BioCause Corpus
Background
Biomedical corpora annotated with event-level information represent an important resource for domain-specific information extraction (IE) systems. However, bio-event annotation alone cannot cater for all the needs of biologists. Unlike work on relation and event extraction, most of which focusses on specific events and named entities, we aim to build a comprehensive resource, covering all statements of causal association present in discourse. Causality lies at the heart of biomedical knowledge, such as diagnosis, pathology or systems biology, and, thus, automatic causality recognition can greatly reduce the human workload by suggesting possible causal connections and aiding in the curation of pathway models. A biomedical text corpus annotated with such relations is, hence, crucial for developing and evaluating biomedical text mining.
BioCause annotation scheme
We have defined an annotation scheme that aims to enrich events in the ID event corpus (as well as other corpora annotated with biomedical events) with causality relations. This schema has subsequently been used to annotate 851 causal relations to form BioCause, a collection of open-access full-text biomedical journal articles belonging to the subdomain of infectious diseases. These documents have been pre-annotated with named entity and event information in the context of a previous shared task, BioNLP 2011 ST ID.
The BioNLP 2011 ST ID corpus consists of 19 full-text documents that have been manually annotated with biomedical entities and events. The annotations provide classified, structured representations of relationships between biomedical terms, and as such, the corpus consitututes a valuable resource for the training of IE systems.
The original version of the ID corpus concentrated on the following:
- Identification of the event trigger (the word or phrase around which the event is organised)
- Assignment of the event type
- Identification of the event participants, usually:
- THEME: the entity or event affected by the current event
- CAUSE: the entity or event that causes the current event to occur
On top of these events, we have added causality annotations. The annotation structure is similar to that of an event:
- Identification of the causal trigger (the word or phrase around which the relation is organised).
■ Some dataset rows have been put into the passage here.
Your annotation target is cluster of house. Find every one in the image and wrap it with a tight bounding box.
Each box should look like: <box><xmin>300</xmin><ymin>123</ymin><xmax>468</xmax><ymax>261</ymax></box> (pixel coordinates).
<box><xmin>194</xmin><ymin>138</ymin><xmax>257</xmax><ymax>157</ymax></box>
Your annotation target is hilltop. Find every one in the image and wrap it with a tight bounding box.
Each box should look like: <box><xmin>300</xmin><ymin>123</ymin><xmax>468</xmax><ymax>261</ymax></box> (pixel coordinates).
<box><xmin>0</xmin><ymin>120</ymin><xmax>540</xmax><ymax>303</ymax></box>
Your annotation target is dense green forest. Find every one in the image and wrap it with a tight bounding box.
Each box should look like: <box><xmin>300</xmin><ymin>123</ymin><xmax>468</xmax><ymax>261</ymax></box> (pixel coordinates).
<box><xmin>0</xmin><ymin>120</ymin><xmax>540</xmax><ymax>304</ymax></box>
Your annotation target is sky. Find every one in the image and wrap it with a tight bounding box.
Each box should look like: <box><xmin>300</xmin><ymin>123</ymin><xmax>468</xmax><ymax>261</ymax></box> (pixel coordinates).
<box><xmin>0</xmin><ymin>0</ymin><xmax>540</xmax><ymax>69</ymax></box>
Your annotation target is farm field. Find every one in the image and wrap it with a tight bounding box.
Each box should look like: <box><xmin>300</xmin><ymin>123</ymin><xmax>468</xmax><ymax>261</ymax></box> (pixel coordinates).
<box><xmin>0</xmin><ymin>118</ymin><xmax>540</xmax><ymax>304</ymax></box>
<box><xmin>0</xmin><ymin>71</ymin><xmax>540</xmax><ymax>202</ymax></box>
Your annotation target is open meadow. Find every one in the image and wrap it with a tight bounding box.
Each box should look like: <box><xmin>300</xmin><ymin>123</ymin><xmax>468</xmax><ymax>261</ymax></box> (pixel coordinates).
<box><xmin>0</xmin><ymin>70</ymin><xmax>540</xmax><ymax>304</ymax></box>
This can be an empty trigger too, case in which a zero-length span is placed in between the arguments.
- Identification of the relation arguments, usually:
- CAUSE: the span of text describing the situation that causes the current event to occur
- EFECT: the span of text describing the situation occurring because of the current event
The complete version of the ID corpus enriched with causality annotation is available for download. NOTE: Please observe the terms of the BioCause corpus licence when downloading the corpus.
BioCause corpus licence
1. Copyright of abstracts
Any abstracts contained in this corpus are from PubMed(R), a database of the U.S. National Library of Medicine (NLM).
NLM data are produced by a U.S. Government agency and include works of the United States Government that are not protected by U.S. copyright law but may be protected by non-US copyright law, as well as abstracts originating from publications that may be protected by U.S. copyright law.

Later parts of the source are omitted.